I am receiving a table in html and need to iterate through it to find a tag with rowspan
set. Once I find a cell with rowspan=<a number>
, I need to insert a block of code:
<tr>
<th rowspan="14" >Words</th>
<td style="height: 30px;"></td>
<td style="text-align: center; height: 30px;"></td>
<td style="height: 30px;"></td>
<td style="text-align: right; padding: 7px; min-width: 75px"></td>
<td style="height: 30px;"></td>
<td style="height: 30px;"></td>
<td style="height: 30px;"></td>
</tr>\n
as the row above the current row. Then, I need to remove this <th>
from the current row.
For example, this is the code I would be searching through:
<table border="1" class="dataframe" style="border: 1px solid grey">
<tbody>
<tr>
<th>Records</th>
<th>Worth</th>
<td>30</td>
<td>is</td>
<td>50</td>
<td>0</td>
<td>good</td>
<td></td>
</tr>
<tr>
<!-- this is the code im looking for -->
<th rowspan="13" valign="top">Reports</th>
<!-- -->
<th>Worth</th>
<td>30</td>
<td>=</td>
<td>40</td>
<td>0</td>
<td>bad</td>
<td></td>
</tr>
<tr>
<th>Worth</th>
<td>is</td>
<td>44</td>
<td>400.0</td>
<td></td>
<td>bad</td>
<td></td>
</tr>
</tbody>
</table>
So, once I find the <th>
with rowspan
, I need to insert the block as the row above it and then remove the <th>
from the current row. Here's how I'm doing it now:
for child in soup.tbody.descendants:
if child.name == 'th':
if 'rowspan' in child.attrs:
new_row = <<that block from above>>
crazy_tag = bs4.BeautifulSoup(new_row, 'html.parser')
x = child.find_previous('tr')
x.insert_before(crazy_tag)
child.extract()
The output I am looking for is this:
<table border="1" class="dataframe" style="border: 1px solid grey">
<tbody>
<tr>
<th>Records</th>
<th>Worth</th>
<td>30</td>
<td>is</td>
<td>50</td>
<td>0</td>
<td>good</td>
<td></td>
</tr>
<tr>
<th rowspan="14" >Words</th>
<td style="height: 30px;"></td>
<td style="text-align: center; height: 30px;"></td>
<td style="height: 30px;"></td>
<td style="text-align: right; padding: 7px; min-width: 75px"></td>
<td style="height: 30px;"></td>
<td style="height: 30px;"></td>
<td style="height: 30px;"></td>
</tr>
<tr>
<th>Worth</th>
<td>30</td>
<td>=</td>
<td>40</td>
<td>0</td>
<td>bad</td>
<td></td>
</tr>
<tr>
<th>Worth</th>
<td>is</td>
<td>44</td>
<td>400.0</td>
<td></td>
<td>bad</td>
<td></td>
</tr>
</tbody>
</table>
The good news is, my code does what I want, and I get the desired output.

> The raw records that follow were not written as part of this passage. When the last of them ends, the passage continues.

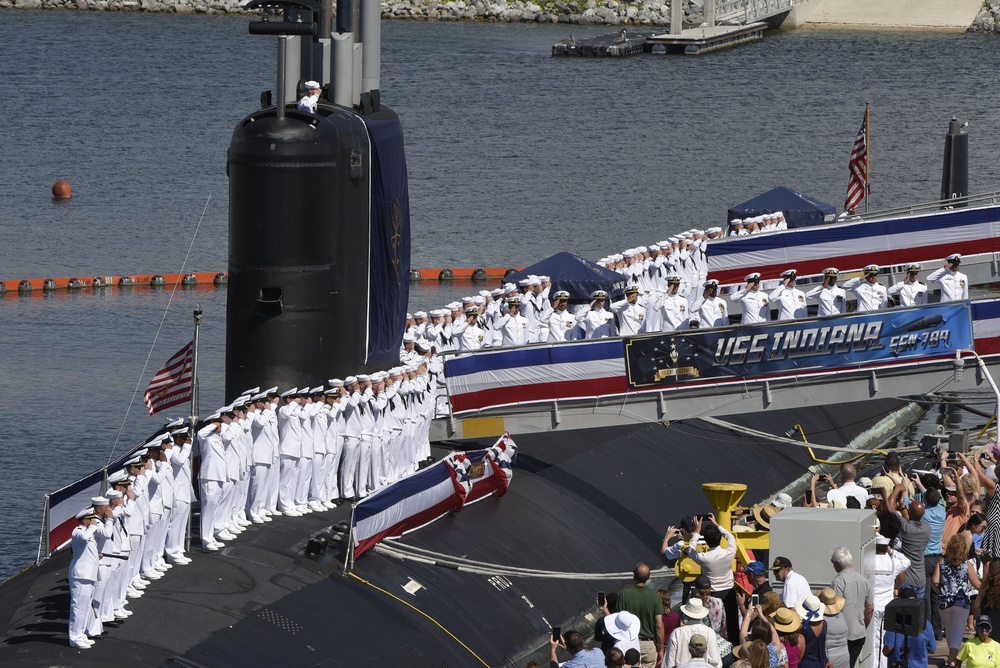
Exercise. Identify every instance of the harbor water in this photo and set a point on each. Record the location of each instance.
(513, 155)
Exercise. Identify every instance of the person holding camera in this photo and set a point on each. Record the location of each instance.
(754, 301)
(954, 284)
(717, 565)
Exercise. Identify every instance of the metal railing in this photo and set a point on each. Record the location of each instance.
(749, 11)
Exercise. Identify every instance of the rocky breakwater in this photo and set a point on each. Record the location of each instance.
(988, 19)
(585, 12)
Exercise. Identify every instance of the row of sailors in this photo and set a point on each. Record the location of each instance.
(131, 535)
(306, 449)
(506, 323)
(768, 222)
(832, 299)
(265, 454)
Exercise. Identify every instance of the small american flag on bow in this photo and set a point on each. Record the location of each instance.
(172, 385)
(857, 187)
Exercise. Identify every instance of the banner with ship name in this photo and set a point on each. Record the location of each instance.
(792, 346)
(429, 494)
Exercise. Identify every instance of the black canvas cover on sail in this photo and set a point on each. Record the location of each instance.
(575, 275)
(800, 210)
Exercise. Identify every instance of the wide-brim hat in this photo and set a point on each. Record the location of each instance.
(785, 620)
(694, 609)
(763, 514)
(622, 625)
(832, 604)
(810, 609)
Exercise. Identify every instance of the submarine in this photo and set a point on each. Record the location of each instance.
(319, 239)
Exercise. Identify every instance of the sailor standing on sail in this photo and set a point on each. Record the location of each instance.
(755, 304)
(954, 284)
(791, 301)
(832, 300)
(910, 291)
(83, 573)
(712, 310)
(871, 294)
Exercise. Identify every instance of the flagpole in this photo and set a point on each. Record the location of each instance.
(868, 154)
(194, 366)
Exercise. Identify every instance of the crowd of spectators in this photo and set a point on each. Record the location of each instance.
(937, 543)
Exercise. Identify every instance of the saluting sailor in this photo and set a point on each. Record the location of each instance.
(832, 299)
(791, 301)
(910, 291)
(631, 316)
(755, 303)
(871, 294)
(711, 310)
(562, 324)
(954, 284)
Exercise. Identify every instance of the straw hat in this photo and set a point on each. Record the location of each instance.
(785, 620)
(694, 609)
(763, 514)
(832, 604)
(810, 609)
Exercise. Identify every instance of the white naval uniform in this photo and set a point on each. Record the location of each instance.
(954, 284)
(791, 302)
(755, 305)
(712, 312)
(871, 296)
(562, 326)
(911, 293)
(596, 323)
(513, 329)
(631, 317)
(831, 300)
(675, 313)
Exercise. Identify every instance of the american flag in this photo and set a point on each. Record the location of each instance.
(857, 187)
(172, 385)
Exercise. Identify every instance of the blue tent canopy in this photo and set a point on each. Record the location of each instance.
(575, 275)
(799, 210)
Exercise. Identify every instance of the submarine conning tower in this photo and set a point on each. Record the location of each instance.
(319, 237)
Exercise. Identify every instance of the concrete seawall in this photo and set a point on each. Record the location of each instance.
(949, 15)
(956, 15)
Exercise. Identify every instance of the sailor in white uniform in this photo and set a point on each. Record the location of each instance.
(711, 310)
(595, 321)
(84, 571)
(756, 307)
(871, 294)
(832, 300)
(910, 291)
(631, 316)
(791, 301)
(562, 324)
(675, 311)
(512, 326)
(311, 97)
(954, 284)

The bad news is, there are other things I have to do to this html before I'm done. After I do this operation and it continues looping through the descendants, the next iteration gives me None. I thought extract() kept the structure of the tree intact but it seems like either the block I am inserting or the line I am deleting is not preserving the tree structure. Any ideas?
My question basically boils down to: how do I insert some html into a beautiful soup object and extract a line without ruining the sibling relationships in the document?
Instead .insert_before()
/.extract()
you can use simple .replace_with()
:
from bs4 import BeautifulSoup
html_text = """\
<table border="1" class="dataframe" style="border: 1px solid grey">
<tbody>
<tr>
<th>Records</th>
<th>Worth</th>
<td>30</td>
<td>is</td>
<td>50</td>
<td>0</td>
<td>good</td>
<td></td>
</tr>
<tr>
<!-- this is the code im looking for -->
<th rowspan="13" valign="top">Reports</th>
<!-- -->
<th>Worth</th>
<td>30</td>
<td>=</td>
<td>40</td>
<td>0</td>
<td>bad</td>
<td></td>
</tr>
<tr>
<th>Worth</th>
<td>is</td>
<td>44</td>
<td>400.0</td>
<td></td>
<td>bad</td>
<td></td>
</tr>
</tbody>
</table>"""
snippet = """\
<tr>
<th rowspan="14" >Words</th>
<td style="height: 30px;"></td>
<td style="text-align: center; height: 30px;"></td>
<td style="height: 30px;"></td>
<td style="text-align: right; padding: 7px; min-width: 75px"></td>
<td style="height: 30px;"></td>
<td style="height: 30px;"></td>
<td style="height: 30px;"></td>
</tr>"""
soup = BeautifulSoup(html_text, "html.parser")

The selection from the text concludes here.